Others have found the explanation in our electoral system, namely the winner-takes-all structure of most elections, which advantages parties with broad rather than narrow appeal, limiting the ability of third parties to compete and fractious voices to be heard. 

Anthony Downs, in “An Economic Theory of Democracy,” posited that, assuming most voters cluster around the middle in their political attitudes, “parties in a two-party system will deliberately change their platforms so that they resemble one another” in order to capture the center and thereby better position themselves for victory.   

Public opinion polls reveal that most voters today, indeed, take middle-of-the-road views on most issues, including gun control, abortion, gay rights and the size of the welfare state.  According to Stanford professor Morris Fiorina in “Culture War? The Myth of a Polarized America,” the average American behaves as Hartz noted, avoiding ideological extremes. 

However, if the masses tend to be centrist in their beliefs, the same cannot be said about the elites, who seem to be the ones mainly responsible for today’s much-lamented “polarization.” 

The field of candidates competing for the Republican Party presidential nomination has been dominated by an assortment of  hard-right types  (Donald Trump, Ted Cruz, Marco Rubio and Ben Carson), with more moderate voices such as Jeb Bush, John Kasich and Chris Christie unable to gain much traction.

Establishment, mainstream Republicans have been competing with the Tea Party and more conservative Republicans for the soul of the party, with the latter prevailing up to now.

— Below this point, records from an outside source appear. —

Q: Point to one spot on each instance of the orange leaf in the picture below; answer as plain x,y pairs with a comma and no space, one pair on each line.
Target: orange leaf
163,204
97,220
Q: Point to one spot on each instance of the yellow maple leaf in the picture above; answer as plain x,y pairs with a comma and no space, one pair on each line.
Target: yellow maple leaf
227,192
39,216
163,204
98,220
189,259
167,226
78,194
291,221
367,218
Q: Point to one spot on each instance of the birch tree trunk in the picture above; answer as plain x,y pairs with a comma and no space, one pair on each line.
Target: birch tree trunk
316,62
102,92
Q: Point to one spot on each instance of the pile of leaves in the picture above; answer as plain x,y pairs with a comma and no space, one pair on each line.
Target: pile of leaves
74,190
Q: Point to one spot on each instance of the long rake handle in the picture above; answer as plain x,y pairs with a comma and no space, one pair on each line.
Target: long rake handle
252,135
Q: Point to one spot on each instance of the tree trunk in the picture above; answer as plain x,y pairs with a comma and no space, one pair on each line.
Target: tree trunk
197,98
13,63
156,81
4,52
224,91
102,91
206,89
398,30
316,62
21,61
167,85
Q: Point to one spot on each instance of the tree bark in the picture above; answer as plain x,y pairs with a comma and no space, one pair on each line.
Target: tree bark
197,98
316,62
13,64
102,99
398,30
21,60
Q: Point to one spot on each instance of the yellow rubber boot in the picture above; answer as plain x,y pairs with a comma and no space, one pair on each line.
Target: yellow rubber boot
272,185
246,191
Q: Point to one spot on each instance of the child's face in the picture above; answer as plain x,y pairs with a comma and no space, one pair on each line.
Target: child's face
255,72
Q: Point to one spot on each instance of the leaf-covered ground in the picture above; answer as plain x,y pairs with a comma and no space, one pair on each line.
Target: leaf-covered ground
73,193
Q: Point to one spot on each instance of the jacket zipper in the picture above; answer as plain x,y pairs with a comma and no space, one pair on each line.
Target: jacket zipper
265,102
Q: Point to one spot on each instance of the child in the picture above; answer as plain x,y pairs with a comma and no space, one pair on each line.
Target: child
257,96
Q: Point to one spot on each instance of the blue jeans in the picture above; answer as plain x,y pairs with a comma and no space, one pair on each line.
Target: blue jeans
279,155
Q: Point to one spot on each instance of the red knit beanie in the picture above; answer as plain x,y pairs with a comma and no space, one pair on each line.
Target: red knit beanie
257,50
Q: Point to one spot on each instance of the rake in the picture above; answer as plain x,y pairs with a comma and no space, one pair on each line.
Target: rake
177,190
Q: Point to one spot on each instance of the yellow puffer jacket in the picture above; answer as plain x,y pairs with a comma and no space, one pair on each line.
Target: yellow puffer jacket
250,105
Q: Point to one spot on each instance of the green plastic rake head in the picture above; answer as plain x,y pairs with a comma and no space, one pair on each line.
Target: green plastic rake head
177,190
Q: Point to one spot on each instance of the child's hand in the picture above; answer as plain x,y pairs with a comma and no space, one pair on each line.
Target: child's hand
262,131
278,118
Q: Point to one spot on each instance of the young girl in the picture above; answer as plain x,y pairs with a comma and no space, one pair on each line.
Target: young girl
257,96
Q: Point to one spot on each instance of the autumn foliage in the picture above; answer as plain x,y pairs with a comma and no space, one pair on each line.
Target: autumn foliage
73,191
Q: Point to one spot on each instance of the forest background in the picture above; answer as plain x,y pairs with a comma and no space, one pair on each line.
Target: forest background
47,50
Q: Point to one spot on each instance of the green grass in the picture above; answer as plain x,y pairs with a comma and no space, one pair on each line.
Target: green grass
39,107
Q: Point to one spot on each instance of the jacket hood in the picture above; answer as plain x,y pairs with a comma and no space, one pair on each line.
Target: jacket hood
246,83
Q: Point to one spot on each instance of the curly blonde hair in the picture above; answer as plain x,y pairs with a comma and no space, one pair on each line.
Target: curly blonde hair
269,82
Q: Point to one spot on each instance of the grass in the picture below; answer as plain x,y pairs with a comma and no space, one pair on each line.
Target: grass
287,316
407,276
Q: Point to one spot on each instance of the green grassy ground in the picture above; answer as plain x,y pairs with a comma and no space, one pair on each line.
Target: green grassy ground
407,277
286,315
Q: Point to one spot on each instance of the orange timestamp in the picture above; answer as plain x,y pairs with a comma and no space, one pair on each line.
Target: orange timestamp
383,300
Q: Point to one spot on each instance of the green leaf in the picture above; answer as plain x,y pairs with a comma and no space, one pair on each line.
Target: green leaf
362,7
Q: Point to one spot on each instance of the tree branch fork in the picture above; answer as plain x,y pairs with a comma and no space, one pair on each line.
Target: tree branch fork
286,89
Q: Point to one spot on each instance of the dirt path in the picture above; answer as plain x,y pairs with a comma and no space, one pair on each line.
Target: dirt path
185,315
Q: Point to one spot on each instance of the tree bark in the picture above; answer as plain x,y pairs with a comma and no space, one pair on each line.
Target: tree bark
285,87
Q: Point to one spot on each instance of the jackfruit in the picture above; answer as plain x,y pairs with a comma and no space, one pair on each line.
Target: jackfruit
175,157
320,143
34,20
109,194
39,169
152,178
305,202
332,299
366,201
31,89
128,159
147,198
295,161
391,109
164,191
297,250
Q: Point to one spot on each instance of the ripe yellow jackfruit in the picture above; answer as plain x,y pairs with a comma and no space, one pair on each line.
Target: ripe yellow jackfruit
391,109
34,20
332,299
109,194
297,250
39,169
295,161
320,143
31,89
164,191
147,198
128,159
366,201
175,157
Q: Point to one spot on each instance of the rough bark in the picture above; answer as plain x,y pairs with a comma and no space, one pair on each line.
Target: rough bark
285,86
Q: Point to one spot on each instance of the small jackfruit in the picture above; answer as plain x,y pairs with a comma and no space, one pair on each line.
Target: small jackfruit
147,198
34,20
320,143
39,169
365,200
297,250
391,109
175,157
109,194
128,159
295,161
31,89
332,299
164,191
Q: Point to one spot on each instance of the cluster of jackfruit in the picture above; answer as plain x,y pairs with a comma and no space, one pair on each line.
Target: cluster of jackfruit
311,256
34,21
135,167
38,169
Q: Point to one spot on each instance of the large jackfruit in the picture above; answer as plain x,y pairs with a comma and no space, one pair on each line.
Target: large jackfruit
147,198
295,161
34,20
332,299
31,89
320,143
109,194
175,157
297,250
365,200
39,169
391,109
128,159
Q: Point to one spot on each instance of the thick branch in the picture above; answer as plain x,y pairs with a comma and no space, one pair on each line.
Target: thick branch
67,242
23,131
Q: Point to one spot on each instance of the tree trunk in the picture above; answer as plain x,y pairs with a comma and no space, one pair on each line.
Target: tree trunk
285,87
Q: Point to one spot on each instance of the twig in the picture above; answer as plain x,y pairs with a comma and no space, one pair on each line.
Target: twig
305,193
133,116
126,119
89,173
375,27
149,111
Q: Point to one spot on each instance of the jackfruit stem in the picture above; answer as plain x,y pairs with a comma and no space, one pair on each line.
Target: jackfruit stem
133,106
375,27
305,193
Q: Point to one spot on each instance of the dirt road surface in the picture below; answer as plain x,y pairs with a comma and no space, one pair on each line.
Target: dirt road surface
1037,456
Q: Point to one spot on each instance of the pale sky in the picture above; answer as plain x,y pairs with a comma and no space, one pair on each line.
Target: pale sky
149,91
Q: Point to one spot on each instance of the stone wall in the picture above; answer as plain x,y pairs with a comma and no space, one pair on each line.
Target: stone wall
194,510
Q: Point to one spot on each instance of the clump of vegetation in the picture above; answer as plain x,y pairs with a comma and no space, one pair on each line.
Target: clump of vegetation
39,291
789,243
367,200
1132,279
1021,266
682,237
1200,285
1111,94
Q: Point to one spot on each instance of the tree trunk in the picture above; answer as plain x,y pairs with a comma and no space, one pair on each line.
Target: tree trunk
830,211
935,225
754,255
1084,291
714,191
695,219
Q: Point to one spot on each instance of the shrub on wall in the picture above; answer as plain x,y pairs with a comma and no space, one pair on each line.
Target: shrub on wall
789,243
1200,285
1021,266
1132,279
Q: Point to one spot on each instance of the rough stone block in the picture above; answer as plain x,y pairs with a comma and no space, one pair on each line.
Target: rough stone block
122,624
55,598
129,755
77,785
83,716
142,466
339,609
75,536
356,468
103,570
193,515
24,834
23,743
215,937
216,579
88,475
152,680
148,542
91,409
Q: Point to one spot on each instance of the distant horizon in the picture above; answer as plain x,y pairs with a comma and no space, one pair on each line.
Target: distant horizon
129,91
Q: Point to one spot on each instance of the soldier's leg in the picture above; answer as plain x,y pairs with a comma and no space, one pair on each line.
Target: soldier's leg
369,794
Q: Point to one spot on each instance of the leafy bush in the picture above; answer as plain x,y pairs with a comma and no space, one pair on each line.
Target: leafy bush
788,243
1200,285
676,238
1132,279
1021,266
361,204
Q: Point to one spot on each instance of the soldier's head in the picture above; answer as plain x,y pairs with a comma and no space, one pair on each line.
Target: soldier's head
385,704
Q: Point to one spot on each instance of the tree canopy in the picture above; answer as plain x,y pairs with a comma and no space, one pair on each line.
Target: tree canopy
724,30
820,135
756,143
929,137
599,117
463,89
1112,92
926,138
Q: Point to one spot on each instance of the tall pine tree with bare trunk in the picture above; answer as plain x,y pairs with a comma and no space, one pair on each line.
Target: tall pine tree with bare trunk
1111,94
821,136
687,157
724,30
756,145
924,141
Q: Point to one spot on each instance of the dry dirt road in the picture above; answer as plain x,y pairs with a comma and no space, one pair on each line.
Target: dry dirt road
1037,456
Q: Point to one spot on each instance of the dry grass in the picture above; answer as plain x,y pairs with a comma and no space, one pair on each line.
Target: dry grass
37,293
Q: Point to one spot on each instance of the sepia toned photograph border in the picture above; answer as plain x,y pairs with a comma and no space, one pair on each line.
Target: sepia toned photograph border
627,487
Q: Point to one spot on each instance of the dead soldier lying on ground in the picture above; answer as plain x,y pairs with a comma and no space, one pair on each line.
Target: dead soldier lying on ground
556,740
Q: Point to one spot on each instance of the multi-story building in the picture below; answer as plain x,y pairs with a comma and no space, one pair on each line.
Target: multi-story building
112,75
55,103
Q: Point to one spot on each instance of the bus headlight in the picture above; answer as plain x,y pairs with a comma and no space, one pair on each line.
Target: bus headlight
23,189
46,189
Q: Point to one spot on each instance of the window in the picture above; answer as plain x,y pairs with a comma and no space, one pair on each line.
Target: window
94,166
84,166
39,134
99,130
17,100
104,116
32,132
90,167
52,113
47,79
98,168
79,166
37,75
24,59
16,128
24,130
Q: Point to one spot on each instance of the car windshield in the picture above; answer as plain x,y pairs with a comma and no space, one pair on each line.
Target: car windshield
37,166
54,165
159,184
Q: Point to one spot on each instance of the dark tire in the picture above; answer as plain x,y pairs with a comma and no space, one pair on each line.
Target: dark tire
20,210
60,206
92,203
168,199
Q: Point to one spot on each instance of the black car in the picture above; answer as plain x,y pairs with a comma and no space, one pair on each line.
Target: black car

Meanwhile, self-described democratic socialist Bernie Sanders (who, in 1988, honeymooned in the Soviet Union and who, in his memoir, calls early 20th century Socialist Party presidential candidate Eugene Debs his “hero”) has been pressuring his Democratic opponent, Hillary Clinton, to veer left, far beyond the “third way” ideological middle ground her husband occupied during his presidency. 

A 2015 Gallup poll found that more than half of the country was unwilling to vote for a socialist for president, with even an evangelical Christian being far more preferable. 

In channeling the Occupy Wall Street protest movement, the Democrats appear to be representing a slice of the electorate that is not much bigger than the “1 percent” super-rich whom the protestors had targeted. The Democrats are so far removed from mainstream America that, amazingly, neither Hillary nor Bernie were willing, when asked in a debate last fall, to concede that not just black, but “all lives,” matter.

A third party movement has tried to attract the support of the great middle of the electorate: the so-called No Labels camp headed by former Democratic U.S. Sen. Joseph Lieberman and former Republican Utah Gov. Jon Hunstman. But it has gone nowhere. 

What thus far has driven the two parties to adopt highly ideological positions removed from the preferences of most voters is our ill-conceived presidential nominating process. Adopted after the 1960s to replace the old “smoke-filled-room” process that previously had privileged party bosses in selecting the party’s standard-bearer, the current system requires presidential candidates to compete in primary elections and caucuses in which, due to apathy, only a small fraction of the general electorate — the most rabid and dogmatic segment — participates.

So, every four years, we are at risk of selecting a president who represents only an extreme element. What ordinarily happens — what we can only hope for this time around — is that, eventually, as the general election approaches, the pressures that Hartz and Downs observed will come into play. Hopefully, Hillary, the presumed Democratic nominee, will have come in from left field, while Donald, or whoever the GOP taps, will have come in from right field. 

The country arguably needs a center fielder even more than the Cardinals. If neither the Democratic nor Republican contender moves toward the center, I may sit out the election, unless Michael Bloomberg gets called up.